Later that evening, after they'd returned to the apartment and washed the grave dirt from their hands, Selene noticed the bloom on Aria's shoulder again. It hadn't grown, but it hadn't receded either.

It pulsed once.

Softly.

Like breath.

Aria didn't mention it. She curled into the corner of the couch, quiet, distant but not withdrawn. Her fingertips twitched again against her thigh, just once. Just enough for Selene to see.

She wanted to ask — What did you feel?

But the question sat like a stone in her mouth.

Instead, Selene sat beside her.

Close, not touching.

Letting the silence stretch out long enough to feel like trust.

Eventually, Aria looked at her.

"I don't think it's done," she said, her voice hushed.

Selene nodded. "It's only begun."

The air in the apartment shifted — thicker somehow.

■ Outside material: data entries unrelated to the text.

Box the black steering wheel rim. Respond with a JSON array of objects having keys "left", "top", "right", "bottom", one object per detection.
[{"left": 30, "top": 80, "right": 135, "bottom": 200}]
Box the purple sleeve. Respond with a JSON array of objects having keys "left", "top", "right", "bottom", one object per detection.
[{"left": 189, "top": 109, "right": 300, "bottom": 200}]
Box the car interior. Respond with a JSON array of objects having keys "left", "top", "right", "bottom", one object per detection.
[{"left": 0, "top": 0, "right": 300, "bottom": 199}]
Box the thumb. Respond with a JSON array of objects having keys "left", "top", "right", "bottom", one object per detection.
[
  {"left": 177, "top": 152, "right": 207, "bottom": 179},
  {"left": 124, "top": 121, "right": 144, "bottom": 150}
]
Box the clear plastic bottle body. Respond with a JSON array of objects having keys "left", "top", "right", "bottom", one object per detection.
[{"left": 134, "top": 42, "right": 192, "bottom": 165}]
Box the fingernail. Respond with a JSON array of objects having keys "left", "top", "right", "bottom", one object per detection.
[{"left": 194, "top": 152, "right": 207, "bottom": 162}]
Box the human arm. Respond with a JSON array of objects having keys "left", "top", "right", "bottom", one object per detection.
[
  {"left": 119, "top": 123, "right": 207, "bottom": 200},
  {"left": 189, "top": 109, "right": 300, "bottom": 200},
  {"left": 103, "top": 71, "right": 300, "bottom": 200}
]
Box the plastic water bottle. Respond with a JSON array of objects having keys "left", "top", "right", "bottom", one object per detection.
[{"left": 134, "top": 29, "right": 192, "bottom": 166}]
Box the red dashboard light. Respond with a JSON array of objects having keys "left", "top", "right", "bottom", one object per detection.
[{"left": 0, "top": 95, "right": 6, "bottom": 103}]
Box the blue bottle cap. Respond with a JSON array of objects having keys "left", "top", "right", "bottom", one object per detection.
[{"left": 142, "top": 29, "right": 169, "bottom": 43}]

Like someone else had walked in with them.

Aria couldn't sleep.

She lay with her back to the window, eyes open, breathing slow. Outside, the clouds still spiraled.

Inside her chest, the warmth hadn't left.

It wasn't the bloom.

It was something older.

Not alien. Not invasive.

Familiar.

As if something had remembered her before she remembered herself.

She didn't know why that thought scared her more than anything.

But it did.

Because somewhere, deep inside, she wasn't afraid of being lost.

She was afraid of being found.

And no one — not Selene, not the world — could stop what she'd already touched.